Projekt współfinansowany ze środków Europejskiego Funduszu Społecznego
 oraz z budżetu państwa w ramach Zintegrowanego Programu Rozwoju Regionalnego
Sieć Współpracy Normalizacyjno-Technicznej Śląskiego Przemysłu Medycznego
Nr projektu: Z/2.24/II/2.6/10/05

O projekcie

Śląska Komisja Normalizacyjno-Techniczna Przemysłu Medycznego powołana została do życia w ramach projektu "Sieć Współpracy Normalizacyjno-Technicznej Śląskiego Przemysłu Medycznego" realizowanego przez Instytut Techniki i Aparatury Medycznej ITAM w Zabrzu w działaniu 2.6 ZPORR. 
 


Dyrektor ITAM, dr inż. Adam Gacek
 

Idea budowy lokalnych i regionalnych sieci współpracy powinna być dobrze dopasowana do specyfiki i infrastruktury przemysłowej regionu.

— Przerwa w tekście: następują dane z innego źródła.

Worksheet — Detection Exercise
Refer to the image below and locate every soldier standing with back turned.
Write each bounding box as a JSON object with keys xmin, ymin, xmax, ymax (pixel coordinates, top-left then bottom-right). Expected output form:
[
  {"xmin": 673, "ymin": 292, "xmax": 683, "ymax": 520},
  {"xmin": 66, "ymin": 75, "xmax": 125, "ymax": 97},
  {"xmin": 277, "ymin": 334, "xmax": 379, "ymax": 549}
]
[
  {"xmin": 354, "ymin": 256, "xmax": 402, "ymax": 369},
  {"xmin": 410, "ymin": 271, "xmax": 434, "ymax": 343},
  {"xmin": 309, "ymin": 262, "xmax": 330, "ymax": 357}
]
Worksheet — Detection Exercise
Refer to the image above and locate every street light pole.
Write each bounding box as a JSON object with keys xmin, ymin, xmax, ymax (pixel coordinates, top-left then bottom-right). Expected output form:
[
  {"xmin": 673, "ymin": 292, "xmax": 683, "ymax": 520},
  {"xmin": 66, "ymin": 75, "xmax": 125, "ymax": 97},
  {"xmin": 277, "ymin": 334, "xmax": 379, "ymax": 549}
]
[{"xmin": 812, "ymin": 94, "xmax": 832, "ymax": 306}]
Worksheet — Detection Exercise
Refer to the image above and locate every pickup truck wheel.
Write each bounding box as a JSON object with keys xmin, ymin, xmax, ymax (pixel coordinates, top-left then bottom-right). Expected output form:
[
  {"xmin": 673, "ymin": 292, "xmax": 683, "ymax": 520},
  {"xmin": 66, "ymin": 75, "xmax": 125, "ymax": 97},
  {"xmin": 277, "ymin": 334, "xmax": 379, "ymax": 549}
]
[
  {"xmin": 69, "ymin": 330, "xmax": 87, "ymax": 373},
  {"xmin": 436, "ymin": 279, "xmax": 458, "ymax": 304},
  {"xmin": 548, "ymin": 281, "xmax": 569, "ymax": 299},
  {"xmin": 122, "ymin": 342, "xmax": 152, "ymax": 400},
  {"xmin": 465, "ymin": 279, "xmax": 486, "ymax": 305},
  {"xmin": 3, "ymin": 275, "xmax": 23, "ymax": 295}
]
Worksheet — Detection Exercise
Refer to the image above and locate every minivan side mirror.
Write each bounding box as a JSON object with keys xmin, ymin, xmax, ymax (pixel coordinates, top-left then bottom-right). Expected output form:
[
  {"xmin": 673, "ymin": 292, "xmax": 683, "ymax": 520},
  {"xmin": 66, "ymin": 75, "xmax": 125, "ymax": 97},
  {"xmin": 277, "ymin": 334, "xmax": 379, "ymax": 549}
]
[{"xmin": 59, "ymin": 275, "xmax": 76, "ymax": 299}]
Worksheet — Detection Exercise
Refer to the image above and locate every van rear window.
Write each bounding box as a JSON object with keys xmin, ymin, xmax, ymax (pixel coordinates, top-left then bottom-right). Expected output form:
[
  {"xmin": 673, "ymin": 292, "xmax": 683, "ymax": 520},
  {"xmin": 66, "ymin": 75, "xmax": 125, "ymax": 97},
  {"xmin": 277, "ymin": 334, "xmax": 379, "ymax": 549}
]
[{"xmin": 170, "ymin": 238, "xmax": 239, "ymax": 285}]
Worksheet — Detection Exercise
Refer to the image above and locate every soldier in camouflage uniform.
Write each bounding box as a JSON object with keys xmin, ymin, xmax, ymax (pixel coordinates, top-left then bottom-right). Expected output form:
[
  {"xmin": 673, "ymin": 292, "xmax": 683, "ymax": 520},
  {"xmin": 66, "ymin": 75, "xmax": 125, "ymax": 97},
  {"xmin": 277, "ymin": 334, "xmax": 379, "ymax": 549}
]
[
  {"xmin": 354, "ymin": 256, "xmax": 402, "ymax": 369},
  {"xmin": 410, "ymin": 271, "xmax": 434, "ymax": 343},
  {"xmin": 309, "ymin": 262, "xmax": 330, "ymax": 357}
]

W Województwie Śląskim istnieje reprezentatywna grupa firm projektujących i produkujących urządzenia medyczne, które borykają się z problemami certyfikacyjnymi, atestacyjnymi i normalizacyjnymi. Dzięki projektowi śląskie firmy będą miały bliższy a nawet bezpośredni dostęp do specjalistów, dokumentów, instytucji współpracujących i wiedzy praktycznej, często trudnodostępnej i niepublikowanej, a związanej z kluczowymi aspektami ich działalności.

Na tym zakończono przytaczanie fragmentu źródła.